BigQuery
Connector Details
Name | Value |
---|---|
Platform | BigQuery |
Auth Type | API Keys |
Direction | Bidirectional |
Tap Repo | https://gitlab.com/hotglue/tap-bigquery |
Target Repo | https://github.com/hotgluexyz/target-bigquery |
Tap Metrics | Usage: |
Target Metrics | Usage: |
Credentials Setup
Follow the steps below to get the credentials you need to use the BigQuery connector.
How to get your BigQuery credentials
Enable the BigQuery API
First and foremost, make sure you are logged in to the correct Google account that you would like to access BigQuery from. Once you’re logged in to the correct Google account, head to the Google Cloud Platfrom Web Console.

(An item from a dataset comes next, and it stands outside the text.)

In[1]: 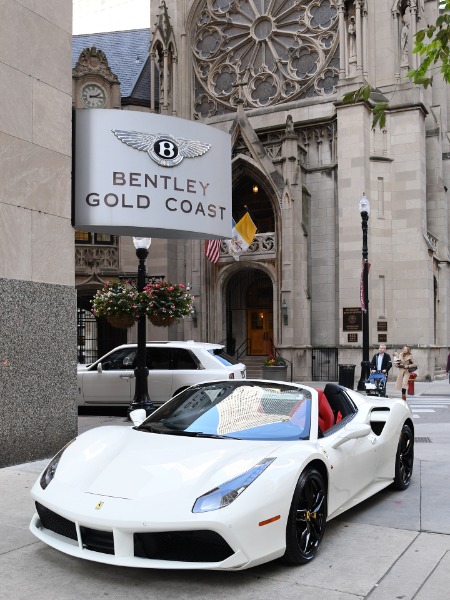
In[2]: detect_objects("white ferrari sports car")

Once you are on the home page of GCP’s Web Console, head to the navigation bar on the left side of the screen. Once you open the Navigation bar, head to the APIs & Services tab, and select Library from the resulting drop down.

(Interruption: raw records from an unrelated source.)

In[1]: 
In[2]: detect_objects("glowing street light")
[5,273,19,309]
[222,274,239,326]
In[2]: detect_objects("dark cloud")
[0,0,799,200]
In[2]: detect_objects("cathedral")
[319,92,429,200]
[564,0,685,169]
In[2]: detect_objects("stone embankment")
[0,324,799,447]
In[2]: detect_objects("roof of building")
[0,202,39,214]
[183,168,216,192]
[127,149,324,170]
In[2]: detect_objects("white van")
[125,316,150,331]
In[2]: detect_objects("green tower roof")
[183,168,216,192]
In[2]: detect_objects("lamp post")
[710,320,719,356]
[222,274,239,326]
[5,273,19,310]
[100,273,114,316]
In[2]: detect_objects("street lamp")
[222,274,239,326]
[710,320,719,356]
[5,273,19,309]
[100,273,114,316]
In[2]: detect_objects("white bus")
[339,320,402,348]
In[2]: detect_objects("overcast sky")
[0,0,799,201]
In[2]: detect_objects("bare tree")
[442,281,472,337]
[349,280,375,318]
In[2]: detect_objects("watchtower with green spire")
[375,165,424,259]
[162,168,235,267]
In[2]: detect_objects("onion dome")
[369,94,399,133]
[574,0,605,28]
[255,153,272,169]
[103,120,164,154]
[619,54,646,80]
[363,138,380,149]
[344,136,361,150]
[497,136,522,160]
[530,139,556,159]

This will take you to a page where you should input BigQuery in the search box. Once it pops up, go ahead and click on it.
Now, go ahead and click the Enable button in order to enable the BigQuery API.
Authenticating with a service account
It is recomended that you use a service account with the BigQuery target. To create service account credentials, take the following steps.
Use the navigation bar on the left again to navigate to the APIs & Services tab and select Credentials from the resulting drop down menu. Once you are on the Credentials page, click the Create Credentials button at the top of the page, which will trigger a drop down menu. From that drop down menu, go ahead and select Service Account.
Under the Service account details, title the account target-bigquery and click the Create button.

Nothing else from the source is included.